Drawing comparisons to previous elections, however, is challenging due to the unprecedented nature of the county elections, in which councillors are selected for the counties that will take over responsibility for organising social, health care and rescue services within their territory in January 2023.

“It’s bleak for democracy that the majority of people opted not to vote,” Sami Borg, an election researcher at Tampere University, remarked to YLE on Sunday.

“This was hardly a surprise,” he added. “The most popular guess before the elections was that the turnout would land somewhere between the European and municipal elections. The European elections here have had a turnout of 40–42 per cent.”

He also drew attention to the fact that voter turnout exceeded 50 per cent in only three of the 21 counties. The turnout rose the highest, to 53.8 per cent, in Ostrobothnia but fell short of even the 40-per-cent mark (39.2%) in the well-being services county of Vantaa and Kerava.

Also lawmakers, especially those representing opposition parties, have expressed their concern about the turnout. Riikka Purra, the chairperson of the Finns Party, described the turnout as “awfully low”.

“The majority of people saw no reason to vote.

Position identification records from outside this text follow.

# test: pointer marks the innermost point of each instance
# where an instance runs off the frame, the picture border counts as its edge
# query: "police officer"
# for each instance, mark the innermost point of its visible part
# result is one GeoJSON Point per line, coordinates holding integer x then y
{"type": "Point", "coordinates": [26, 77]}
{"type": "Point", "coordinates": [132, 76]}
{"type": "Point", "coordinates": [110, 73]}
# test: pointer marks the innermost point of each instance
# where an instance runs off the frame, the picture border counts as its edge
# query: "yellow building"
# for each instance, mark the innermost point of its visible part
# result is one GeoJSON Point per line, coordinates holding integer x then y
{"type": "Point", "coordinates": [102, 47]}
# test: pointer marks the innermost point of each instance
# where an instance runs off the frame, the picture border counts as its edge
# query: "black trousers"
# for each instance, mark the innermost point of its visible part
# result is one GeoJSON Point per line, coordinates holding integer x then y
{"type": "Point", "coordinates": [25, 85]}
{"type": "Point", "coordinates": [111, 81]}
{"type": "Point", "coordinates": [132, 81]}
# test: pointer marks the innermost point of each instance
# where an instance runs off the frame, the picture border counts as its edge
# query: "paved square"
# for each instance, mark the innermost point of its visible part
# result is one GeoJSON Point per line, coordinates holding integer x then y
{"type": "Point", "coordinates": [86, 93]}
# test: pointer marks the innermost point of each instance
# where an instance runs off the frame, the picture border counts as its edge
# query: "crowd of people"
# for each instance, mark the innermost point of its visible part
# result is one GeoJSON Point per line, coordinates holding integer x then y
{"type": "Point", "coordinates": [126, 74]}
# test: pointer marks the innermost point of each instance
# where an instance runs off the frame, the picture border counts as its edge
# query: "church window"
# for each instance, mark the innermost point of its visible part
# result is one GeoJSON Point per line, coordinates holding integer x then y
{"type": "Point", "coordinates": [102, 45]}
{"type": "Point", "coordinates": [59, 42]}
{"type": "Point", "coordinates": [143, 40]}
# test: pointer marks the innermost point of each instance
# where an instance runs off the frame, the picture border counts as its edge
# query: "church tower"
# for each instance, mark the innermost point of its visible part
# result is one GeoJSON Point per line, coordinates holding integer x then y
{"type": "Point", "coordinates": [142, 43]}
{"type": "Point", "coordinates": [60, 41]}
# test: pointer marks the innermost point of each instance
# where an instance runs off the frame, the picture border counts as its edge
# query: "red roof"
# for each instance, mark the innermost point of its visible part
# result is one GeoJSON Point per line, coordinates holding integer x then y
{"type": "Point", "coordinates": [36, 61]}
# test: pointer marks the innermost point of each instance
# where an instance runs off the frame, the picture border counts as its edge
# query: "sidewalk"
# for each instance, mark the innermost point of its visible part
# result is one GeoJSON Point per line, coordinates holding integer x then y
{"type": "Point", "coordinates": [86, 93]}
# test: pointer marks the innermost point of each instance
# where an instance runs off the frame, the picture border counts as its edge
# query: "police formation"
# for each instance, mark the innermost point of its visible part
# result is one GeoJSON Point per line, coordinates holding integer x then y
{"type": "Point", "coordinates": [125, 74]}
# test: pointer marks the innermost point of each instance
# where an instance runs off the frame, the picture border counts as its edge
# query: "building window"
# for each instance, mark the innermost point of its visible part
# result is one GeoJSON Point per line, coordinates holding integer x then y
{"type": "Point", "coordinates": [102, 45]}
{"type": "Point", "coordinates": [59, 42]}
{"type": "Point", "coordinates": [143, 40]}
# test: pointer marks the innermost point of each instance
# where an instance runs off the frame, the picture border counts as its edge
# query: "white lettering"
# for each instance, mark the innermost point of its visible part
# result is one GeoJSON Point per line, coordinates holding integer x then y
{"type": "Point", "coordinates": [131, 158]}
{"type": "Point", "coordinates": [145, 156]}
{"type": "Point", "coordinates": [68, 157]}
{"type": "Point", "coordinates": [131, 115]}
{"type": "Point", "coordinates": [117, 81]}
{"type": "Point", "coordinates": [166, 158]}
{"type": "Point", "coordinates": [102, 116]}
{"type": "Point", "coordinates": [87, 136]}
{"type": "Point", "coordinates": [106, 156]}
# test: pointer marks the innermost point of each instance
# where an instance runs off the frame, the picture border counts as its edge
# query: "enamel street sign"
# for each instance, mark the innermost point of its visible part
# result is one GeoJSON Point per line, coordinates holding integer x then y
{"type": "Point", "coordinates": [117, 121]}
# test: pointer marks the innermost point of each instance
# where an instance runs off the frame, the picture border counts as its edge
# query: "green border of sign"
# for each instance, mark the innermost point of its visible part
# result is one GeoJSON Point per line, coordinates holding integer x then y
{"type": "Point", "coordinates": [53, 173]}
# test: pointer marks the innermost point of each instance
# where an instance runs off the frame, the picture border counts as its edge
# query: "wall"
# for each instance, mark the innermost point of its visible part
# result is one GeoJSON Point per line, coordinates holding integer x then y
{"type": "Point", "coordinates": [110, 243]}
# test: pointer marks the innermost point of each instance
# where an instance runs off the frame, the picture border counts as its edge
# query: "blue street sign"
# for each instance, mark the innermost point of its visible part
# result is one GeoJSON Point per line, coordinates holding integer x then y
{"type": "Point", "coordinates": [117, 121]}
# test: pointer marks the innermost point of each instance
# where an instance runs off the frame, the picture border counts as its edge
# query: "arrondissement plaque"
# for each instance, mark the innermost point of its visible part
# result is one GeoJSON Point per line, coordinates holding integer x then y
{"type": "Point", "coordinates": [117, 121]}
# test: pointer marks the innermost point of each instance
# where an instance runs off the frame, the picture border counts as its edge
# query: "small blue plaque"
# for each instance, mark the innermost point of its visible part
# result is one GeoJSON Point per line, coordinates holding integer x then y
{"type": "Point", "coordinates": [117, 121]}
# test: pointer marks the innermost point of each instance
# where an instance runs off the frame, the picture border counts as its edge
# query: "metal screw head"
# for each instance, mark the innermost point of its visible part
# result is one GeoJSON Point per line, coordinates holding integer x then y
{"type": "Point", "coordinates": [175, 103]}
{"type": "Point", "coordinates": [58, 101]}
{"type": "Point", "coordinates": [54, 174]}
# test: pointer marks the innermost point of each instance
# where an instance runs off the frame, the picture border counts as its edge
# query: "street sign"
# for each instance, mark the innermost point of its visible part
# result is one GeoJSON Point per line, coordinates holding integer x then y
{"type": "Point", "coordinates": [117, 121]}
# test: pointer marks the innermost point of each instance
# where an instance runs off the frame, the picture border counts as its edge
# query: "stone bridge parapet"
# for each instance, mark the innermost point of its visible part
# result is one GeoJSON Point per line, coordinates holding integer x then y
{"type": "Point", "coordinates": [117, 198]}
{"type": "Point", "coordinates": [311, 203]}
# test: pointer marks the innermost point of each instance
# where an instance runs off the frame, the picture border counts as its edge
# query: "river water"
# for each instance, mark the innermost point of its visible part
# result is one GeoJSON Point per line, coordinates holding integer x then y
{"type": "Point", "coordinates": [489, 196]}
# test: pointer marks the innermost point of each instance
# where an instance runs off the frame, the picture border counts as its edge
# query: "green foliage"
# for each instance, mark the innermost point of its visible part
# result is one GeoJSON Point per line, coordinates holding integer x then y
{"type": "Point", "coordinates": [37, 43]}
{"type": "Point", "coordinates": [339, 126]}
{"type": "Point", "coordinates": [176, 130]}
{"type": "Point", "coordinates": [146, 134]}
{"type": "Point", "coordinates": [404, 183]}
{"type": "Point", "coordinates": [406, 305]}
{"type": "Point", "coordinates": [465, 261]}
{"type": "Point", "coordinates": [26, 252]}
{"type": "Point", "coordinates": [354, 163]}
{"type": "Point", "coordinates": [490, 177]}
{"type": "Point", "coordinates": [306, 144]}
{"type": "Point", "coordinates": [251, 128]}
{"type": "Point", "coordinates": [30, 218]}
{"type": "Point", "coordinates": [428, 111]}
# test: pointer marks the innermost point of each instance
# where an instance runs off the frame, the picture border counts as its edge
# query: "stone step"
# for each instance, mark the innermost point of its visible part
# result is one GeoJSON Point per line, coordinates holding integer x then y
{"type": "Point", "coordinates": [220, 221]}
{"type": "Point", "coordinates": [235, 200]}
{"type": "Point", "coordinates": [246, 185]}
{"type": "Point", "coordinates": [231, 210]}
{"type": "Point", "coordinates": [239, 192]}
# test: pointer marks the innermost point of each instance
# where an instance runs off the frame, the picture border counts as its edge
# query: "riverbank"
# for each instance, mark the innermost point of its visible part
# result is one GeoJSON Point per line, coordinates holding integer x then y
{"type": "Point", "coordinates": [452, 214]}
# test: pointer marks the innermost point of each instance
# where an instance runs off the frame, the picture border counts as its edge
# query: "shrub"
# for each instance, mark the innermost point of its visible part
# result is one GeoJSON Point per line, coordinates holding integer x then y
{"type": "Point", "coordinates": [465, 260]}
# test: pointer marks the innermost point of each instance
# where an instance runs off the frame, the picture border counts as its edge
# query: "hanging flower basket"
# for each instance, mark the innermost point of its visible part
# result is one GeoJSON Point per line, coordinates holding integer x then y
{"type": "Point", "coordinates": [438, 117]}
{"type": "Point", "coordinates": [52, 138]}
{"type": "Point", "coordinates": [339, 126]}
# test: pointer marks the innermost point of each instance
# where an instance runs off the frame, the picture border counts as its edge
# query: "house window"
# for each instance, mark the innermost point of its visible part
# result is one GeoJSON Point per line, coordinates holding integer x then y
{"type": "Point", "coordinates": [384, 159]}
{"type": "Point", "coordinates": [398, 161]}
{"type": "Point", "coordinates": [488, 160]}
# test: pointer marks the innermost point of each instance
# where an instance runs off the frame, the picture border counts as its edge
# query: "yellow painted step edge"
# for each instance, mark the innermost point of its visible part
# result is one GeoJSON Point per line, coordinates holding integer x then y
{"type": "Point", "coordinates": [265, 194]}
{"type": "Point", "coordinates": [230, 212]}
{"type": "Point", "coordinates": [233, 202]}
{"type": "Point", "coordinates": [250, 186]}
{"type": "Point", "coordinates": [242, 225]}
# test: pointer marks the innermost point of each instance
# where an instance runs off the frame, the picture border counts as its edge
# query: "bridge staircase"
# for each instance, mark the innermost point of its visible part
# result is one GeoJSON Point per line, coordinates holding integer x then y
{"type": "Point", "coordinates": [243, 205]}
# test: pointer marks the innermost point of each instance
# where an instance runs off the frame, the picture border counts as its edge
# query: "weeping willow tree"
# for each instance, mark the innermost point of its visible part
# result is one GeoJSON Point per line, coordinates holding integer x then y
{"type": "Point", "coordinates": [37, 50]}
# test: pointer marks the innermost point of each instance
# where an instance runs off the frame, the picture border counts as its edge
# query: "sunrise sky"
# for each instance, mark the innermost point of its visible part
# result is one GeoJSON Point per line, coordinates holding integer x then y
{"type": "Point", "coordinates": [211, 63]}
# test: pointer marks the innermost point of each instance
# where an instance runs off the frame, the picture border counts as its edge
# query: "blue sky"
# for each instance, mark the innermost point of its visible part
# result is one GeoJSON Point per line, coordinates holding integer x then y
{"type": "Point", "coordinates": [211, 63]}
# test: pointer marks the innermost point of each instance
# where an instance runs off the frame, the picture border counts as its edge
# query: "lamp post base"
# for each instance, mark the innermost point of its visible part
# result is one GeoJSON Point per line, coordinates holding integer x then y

I’d be very concerned about this,” she said.

The Finns Party won 11.1 per cent of the total vote, having opposed both the social and health care reform and the county elections.

Petteri Orpo, the chairperson of the National Coalition (21.6%), was similarly concerned about the low turnout, viewing that it provides a poor democratic foundation for the work of the wellbeing counties.

“People don’t have confidence in the system,” he analysed.

The disappointment was shared, albeit not quite to the same extent, by Sanna Marin, the chairperson of the Social Democrats (19.3%).

“The elections are over, democracy has spoken and the councillors now have the support that they received,” she commented to the public broadcasting company.

Markku Jokisipilä, the director of the Centre for Parliamentary Studies at the University of Turku, stated before the elections that the 50-per-cent mark is “a critical threshold” for the realisation of democracy. “When there are more people who don’t vote than people who vote, it does raise questions about the national legitimacy of the body being elected,” he commented on YLE on Saturday.